After all, Scripture is full of verses that seem to suggest it’s wrong for us to be in that state:
“Do not be anxious about anything.”
“Do not worry.”
“Do not be afraid.”
“Let not your hearts be troubled.”
Countless sermons and books have reinforced the message that if you’re anxious, you simply aren’t exercising enough trust in God. The problem is you.
I must confess that as a pastor, in the past I no doubt shared some of that mindset. Speaking to people struggling with anxiety felt less like I was comforting them and more like exhorting them to “do the right thing.” I offered what I thought was the biblical response: choose faith over fear.
That all changed when I found myself caught in the grips of my own debilitating anxiety. I hit an emotional wall in my life and ministry where suddenly my mind spun out of my control. I was being bombarded by thoughts and fears that I couldn’t stop, and it scared me, which poured fuel on the fire. I had no idea at the time that I was exhibiting all the classic symptoms of Obsessive Compulsive Disorder (OCD), which is at its core an anxiety disorder.
From childhood on, I have been a performer, intent on earning acceptance and praise through always complying, always achieving, always obeying. I prided myself on my capacity to fulfill expectations and accomplish what was asked of me.
And here I was, unable to even get a handle on my own brain. It was humbling, bewildering and a complete shift in how I viewed myself. I was full of anxiety, being exactly what the Bible told me I wasn’t supposed to be. My torment was not relieved by how I interpreted the Word—it was compounded by the new factor of guilt. Having anxiety felt like having a sinfully inadequate faith.
When we are incapable of wishing a feeling away and yet we believe it is wrong to have that feeling, that leaves us with shame. We then have to hide what we’re feeling and put on a show, striving hard to prove our worth with a convincing performance.
That’s an exhausting way to live that implies we can’t come to God in our true state without disappointing or angering him.
I have slowly begun to realize that there is more than one way to read a “do not.” You can hear it as a warning against sin and its consequences, the way God warned Adam and Eve about the tree in the garden: “Do not eat this or you will die.” The ten commandments are the classic embodiment of prohibitions that carried punishment when violated.
However, that doesn’t mean every “do not” is in the same category. The God of all compassion is not about breaking bruised reeds. He has no interest in crushing fragile people who are barely hanging on.

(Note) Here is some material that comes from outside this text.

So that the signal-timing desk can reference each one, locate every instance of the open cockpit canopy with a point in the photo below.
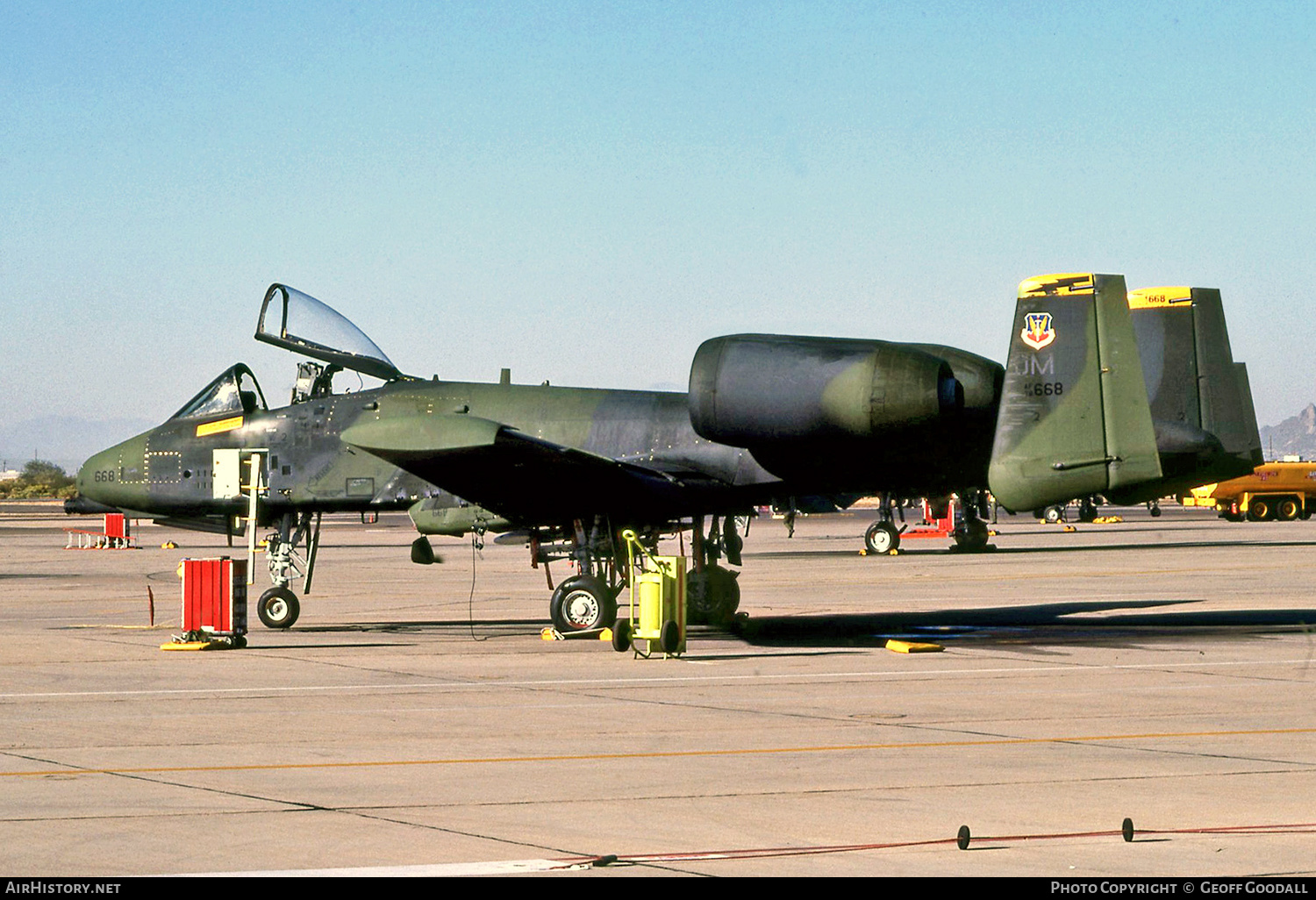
(297, 321)
(234, 392)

C.S. Lewis once wrote, “Some people feel guilty about their anxieties and regard them as a defect of faith. I don’t agree at all. They are afflictions, not sins. Like all afflictions, they are, if we can so take them, our share in the Passion of Christ.”
When human parents see their own children afraid, they would never choose to scold them into bravery. So, it seems oddly out of character that God—who identifies himself as love—would respond to deep human anguish with a command to stop feeling what we’re feeling. Such instruction in the midst of fear only adds something else to be afraid of.
I hear the same verses much differently now. The words haven’t changed, but the focus has shifted. Instead of a reprimand, I hear the reassurance of a loving Father intent on alleviating the burden his children are carrying.
Take for example the passage in Matthew 6 where Jesus instructed his disciples not to worry. His emphasis is not on how out of line we are for worrying. He was removing the cause for worry by pointing instead to the great worth God places on us and his complete knowledge of our needs.
Similarly, when Paul instructed the church to not be anxious (Philippians 4:6), he was less interested in condemning that behavior than in providing an alternative direction for that energy, which was to prayer.
As Peter put it, we are to cast all our anxieties on him (1 Peter 5:7). To do that we have to acknowledge they exist. We don’t hide them from God—we offer them to him.
When we do that, we rob our fears of their power. They become like Paul’s thorn in the flesh—painful opponents that God repurposes for our growth. They don’t have to go away for us to be okay.
I have not yet eradicated all my anxieties. Given the physiological and chemical aspects of OCD, I probably never will. My brain works the way it works, constantly generating fears real and imaginary.
But I don’t have to feel guilty about that. And neither do you. There is no need to compound suffering by calling it sin. Instead, we can let our limited capacity to change push us back into the arms of grace. Jesus came to take up all that we cannot fix ourselves. Save guilt for sin. And then bring that, too, to Christ.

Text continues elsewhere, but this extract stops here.